CLASS6 = function () {
Private fields
var m_first = 1;
var m_second = 2;

Private methods
function Method1 () {
alert (M_first);
}
var method2 = function () {
alert (M_second);
}

Public fields
This.first = "a";
This.second = [' s ', ' e ', ' C ', ' O ', ' n ', ' d '];

Public methods
This.method1 = function () {
s_second--;
}

THIS.METHOD2 = function () {
alert (This.second);
}

Constructor
{
S_method1 ();
This.method1 ();
}
}
public static methods
Class6.method1 = function () {
s_first++;
alert (S_first);
}
CLASS6.METHOD2 = function () {
alert (S_second);
}
};

var O1 = new Class6 ();
Class6.method1 ();
CLASS6.METHOD2 ();
O1.METHOD2 ();
var O2 = new Class6 ();
Class6.method1 ();
CLASS6.METHOD2 ();
O2.METHOD2 ();

The result of this example is the same as the example created in the first way.
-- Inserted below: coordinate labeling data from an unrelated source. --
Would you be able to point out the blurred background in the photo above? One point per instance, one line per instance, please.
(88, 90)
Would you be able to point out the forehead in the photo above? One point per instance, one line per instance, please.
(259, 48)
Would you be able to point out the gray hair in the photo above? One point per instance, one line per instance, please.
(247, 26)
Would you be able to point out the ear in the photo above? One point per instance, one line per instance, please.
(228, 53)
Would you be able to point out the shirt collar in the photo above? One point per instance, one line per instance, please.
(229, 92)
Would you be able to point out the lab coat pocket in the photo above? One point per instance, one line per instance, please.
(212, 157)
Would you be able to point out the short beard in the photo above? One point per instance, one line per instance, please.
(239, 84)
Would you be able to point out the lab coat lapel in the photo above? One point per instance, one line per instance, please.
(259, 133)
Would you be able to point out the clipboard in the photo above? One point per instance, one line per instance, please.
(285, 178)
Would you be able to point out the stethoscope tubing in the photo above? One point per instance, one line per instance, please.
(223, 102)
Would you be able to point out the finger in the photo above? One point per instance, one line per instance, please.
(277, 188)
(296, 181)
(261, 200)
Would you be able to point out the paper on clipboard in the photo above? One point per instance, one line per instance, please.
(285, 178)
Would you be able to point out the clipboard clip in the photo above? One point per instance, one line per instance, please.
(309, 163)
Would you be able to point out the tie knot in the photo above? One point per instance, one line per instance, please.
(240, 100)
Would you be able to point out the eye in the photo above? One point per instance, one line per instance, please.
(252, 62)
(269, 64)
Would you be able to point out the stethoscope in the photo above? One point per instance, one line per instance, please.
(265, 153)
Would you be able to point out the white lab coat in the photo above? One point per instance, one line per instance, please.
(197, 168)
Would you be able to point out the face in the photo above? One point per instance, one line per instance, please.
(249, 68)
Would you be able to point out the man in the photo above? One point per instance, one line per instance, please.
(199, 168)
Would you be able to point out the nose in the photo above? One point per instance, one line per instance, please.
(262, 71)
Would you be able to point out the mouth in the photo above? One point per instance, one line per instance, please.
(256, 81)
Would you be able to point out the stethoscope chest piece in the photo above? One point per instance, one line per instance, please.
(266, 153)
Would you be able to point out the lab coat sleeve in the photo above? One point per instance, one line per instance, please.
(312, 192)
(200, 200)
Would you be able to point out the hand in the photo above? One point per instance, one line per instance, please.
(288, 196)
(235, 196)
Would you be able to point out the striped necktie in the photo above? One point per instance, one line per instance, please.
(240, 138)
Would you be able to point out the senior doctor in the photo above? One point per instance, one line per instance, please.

But its static packaging environment is like this:
New function () {
...
};
Here, the function does not return a value, and the definition of CLASS5 is implemented directly within the static encapsulation environment by assigning a value to a variable that is not defined with Var.
Of course, it is also perfectly possible to
(function () {
...
})();
In this way, you do not define a return value for the function, and you implement the definition of a class with a private static member directly within the static encapsulation environment by assigning a value to a variable that is not defined with Var.
Both of these methods are equivalent here.
2.5 Static Class
The so-called static class is a class that cannot be instantiated and contains only static members.
In JavaScript we can implement static classes by directly instantiating an object that is an anonymous function. For example:

Copy Code code as follows:

CLASS7 = new function () {
private static fields
var s_first = 1;
var s_second = 2;
private static method
function Method1 () {
alert (S_first);
}
public static method
This.method1 = function () {
Method1 ();
alert (S_second);
}
}
Class7.method1 ();

You will find that CLASS7 is actually an object, except that this object belongs to an anonymous class that, after creating the object of CLASS7, cannot be used anymore. CLASS7 is not a function, so it cannot be instantiated as a class, so here it is equivalent to a static class.